While our bond strategies have changed to capture additional yield,
our stock holdings have not changed. Stock market optimism has
improved from elevated levels, and we’ll continue to remain patient
until this subsides further.
Once the American election is over, the market’s relative state of
calmness will also be over. Europe and Greece and Spain will once
again make headlines, as will the pending American fiscal cliff. In
short, prepare yourself for a year-end market frenzy – up or down.
Going forward, the key will be whether America falls into recession. If
it does, financial markets will react to the negative side. If not, we
continue to see near-term opportunities in short duration credit as
well as within equities.
The potential for Europe’s crisis to deteriorate even further is alive
and well. In just a few short days, Greece will need another bailout.

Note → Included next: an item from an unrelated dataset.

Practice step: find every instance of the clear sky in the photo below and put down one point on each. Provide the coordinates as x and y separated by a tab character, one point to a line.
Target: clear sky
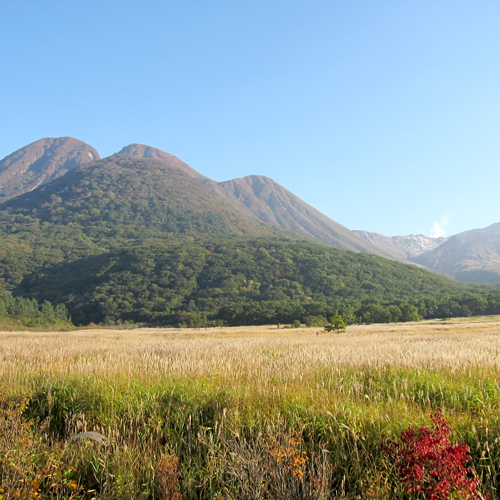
384	115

Meanwhile, everyone waits to see exactly when Spain requests their
bailout. The waiting game continues.
Regarding gold bullion, we continue to hold it in our portfolios which
naturally allows us to sleep very well at night.
As always, we’d be pleased to speak with anyone about our
investment management capabilities. As well, we encourage you to
share our global market outlook with those who you think may find it
of interest.
Please feel free to contact:
John Corney at johncorney@IceCapAssetManagement.com or
Keith Dicker at keithdicker@IceCapAssetManagement.com.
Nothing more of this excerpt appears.